Llegado Rosh ha’Shaná, Reb Búnim fue a rezar a la sinagoga y cantó con voz fuerte sus plegarias. Después se sentó a comer la cena festiva, en soledad. Una criada le sirvió la cabeza de cordero, la manzana con miel y una zanahoria; él lo saboreó todo y, meciéndose, canturreó las melodías tradicionales de la sobremesa. Yo, el Espíritu del Mal, a decir verdad, había intentado que pecara también el afligido padre llevándole a caer en la amargura, ya que con ese fin fui enviado a la tierra por el Creador. Reb Búnim, sin embargo, no escuchó mis palabras y cumplió lo escrito en los Proverbios: «No respondas a un necio conforme a su necedad». En lugar de discutir conmigo, se dedicó a estudiar y a rezar, y enseguida después de Yom Kippur comenzó a construir una cabaña para celebrar la fiesta de Succot[22]. Todo su tiempo lo llenó con la Torá y las buenas acciones. Ya se sabe que yo sólo tengo poder sobre aquellos que se entregan a imaginaciones y cuestionan los designios divinos, no sobre quienes optan por ponerlos en práctica. De este modo transcurrieron los días festivos.

Pasada la fiesta, Reb Búnim vendió su casa y demás propiedades por unas migajas y abandonó Kreshev, pues la ciudad le recordaba demasiado su desgracia. Todos, junto con el rabino, lo acompañaron en su salida y él realizó una donación para la casa de estudio talmúdico, la casa de beneficencia y para otros fines caritativos. También intervino para que Mendl el cochero fuese liberado de la prisión, y se le permitiera seguir su camino. Y así Reb Búnim abandonó la ciudad como un santo, según está escrito: «Cuando un santo deja la ciudad, su belleza, su esplendor y su gloria se van con él».

Mendl el cochero se demoró durante algún tiempo en las aldeas cercanas. Los buhoneros de Kreshev contaban que andaba mezclado en frecuentes reyertas con los campesinos y que éstos le temían. Otros dijeron que se había convertido en ladrón de caballos y otros, en un bandolero de los bosques. Hubo también rumores de que había visitado la tumba de Lise, pues en la arena se descubrieron las huellas de sus botas. Otras muchas historias circularon acerca de él. Algunos temían la venganza del joven contra la ciudad, y no se equivocaron.
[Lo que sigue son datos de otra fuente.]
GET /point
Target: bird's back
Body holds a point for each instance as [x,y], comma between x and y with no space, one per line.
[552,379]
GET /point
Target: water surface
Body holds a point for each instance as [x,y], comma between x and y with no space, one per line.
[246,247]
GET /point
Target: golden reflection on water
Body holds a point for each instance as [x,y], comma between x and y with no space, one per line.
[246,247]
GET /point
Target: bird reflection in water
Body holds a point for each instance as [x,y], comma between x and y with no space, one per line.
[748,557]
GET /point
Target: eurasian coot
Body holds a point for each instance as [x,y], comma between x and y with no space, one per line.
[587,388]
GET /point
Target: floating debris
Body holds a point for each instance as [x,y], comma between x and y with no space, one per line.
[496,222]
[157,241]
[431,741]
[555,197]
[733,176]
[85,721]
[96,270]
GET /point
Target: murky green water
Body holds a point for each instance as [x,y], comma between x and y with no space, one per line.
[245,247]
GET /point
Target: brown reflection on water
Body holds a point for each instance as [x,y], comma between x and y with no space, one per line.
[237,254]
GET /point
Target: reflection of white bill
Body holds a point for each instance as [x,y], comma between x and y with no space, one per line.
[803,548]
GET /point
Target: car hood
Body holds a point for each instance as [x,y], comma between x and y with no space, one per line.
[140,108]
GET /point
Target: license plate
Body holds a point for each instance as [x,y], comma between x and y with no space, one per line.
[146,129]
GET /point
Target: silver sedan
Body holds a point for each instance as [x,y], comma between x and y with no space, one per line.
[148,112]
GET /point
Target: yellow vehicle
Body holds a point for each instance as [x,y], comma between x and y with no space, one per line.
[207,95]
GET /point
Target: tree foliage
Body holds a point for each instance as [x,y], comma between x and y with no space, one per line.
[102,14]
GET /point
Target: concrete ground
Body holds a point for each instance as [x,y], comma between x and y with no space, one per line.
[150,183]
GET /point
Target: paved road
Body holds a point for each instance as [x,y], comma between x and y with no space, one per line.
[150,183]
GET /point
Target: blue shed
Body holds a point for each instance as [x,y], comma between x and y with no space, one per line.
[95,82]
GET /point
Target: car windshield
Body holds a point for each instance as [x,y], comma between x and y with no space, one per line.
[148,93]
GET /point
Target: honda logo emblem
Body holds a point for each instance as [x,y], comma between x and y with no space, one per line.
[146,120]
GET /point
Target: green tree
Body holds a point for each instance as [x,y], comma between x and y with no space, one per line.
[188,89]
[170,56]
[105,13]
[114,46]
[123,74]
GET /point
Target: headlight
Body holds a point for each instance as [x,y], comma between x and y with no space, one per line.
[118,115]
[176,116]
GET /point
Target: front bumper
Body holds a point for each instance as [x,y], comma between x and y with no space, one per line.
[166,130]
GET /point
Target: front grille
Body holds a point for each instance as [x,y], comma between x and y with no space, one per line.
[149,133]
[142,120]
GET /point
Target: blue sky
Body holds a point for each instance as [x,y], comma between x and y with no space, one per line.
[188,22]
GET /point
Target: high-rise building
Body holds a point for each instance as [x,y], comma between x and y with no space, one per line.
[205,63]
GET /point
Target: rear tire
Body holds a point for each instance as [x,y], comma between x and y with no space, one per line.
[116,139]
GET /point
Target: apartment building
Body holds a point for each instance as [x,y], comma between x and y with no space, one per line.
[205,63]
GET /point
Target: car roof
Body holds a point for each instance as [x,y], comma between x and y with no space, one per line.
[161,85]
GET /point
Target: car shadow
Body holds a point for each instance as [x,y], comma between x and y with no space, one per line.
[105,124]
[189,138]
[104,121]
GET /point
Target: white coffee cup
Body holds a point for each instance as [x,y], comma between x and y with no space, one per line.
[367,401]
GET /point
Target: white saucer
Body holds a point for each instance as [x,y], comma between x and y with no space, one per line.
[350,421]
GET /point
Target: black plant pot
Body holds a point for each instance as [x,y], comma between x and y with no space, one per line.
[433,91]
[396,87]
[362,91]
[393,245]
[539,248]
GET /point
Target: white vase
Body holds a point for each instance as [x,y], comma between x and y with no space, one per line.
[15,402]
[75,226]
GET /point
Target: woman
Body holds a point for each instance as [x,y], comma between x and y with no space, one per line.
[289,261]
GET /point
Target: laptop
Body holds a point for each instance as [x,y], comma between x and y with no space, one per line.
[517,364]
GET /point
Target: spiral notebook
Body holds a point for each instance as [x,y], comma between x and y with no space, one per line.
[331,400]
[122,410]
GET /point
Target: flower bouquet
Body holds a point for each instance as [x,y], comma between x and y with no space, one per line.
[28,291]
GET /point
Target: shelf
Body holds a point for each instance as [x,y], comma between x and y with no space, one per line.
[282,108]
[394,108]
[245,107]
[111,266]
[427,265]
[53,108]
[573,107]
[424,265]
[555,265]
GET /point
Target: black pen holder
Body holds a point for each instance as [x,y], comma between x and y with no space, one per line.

Una noche estalló un incendio. El fuego comenzó en varios puntos a la vez y, pese a que el tiempo era lluvioso, las llamas saltaron de casa en casa hasta arrasar las tres cuartas partes del pueblo. También el macho cabrío de la comunidad acabó calcinado. Hubo testigos que juraron que había sido Mendl el cochero quien había prendido el fuego. Como consecuencia del frío extremo y de haberse quedado sin un techo, muchos enfermaron y la epidemia se propagó como una plaga. Hombres, mujeres y niños perecieron, y se produjo la auténtica destrucción de Kreshev. Hasta nuestros días, el pueblo ha permanecido pequeño y pobre; nunca fue reconstruido tal como había sido tiempo atrás. Y todo ocurrió a causa del pecado cometido en secreto por un marido, una esposa y un cochero. Aunque no es habitual entre los judíos hacer ruegos sobre la tumba de un suicida, las jóvenes que iban a visitar las sepulturas de sus padres a menudo se postraban ante el montículo de tierra del otro lado de la verja y lloraban y suplicaban, no sólo por ellas mismas y sus familias, sino también por el alma de la hija de Shifre Tamar, Lise, la pecadora. La costumbre se ha mantenido hasta hoy.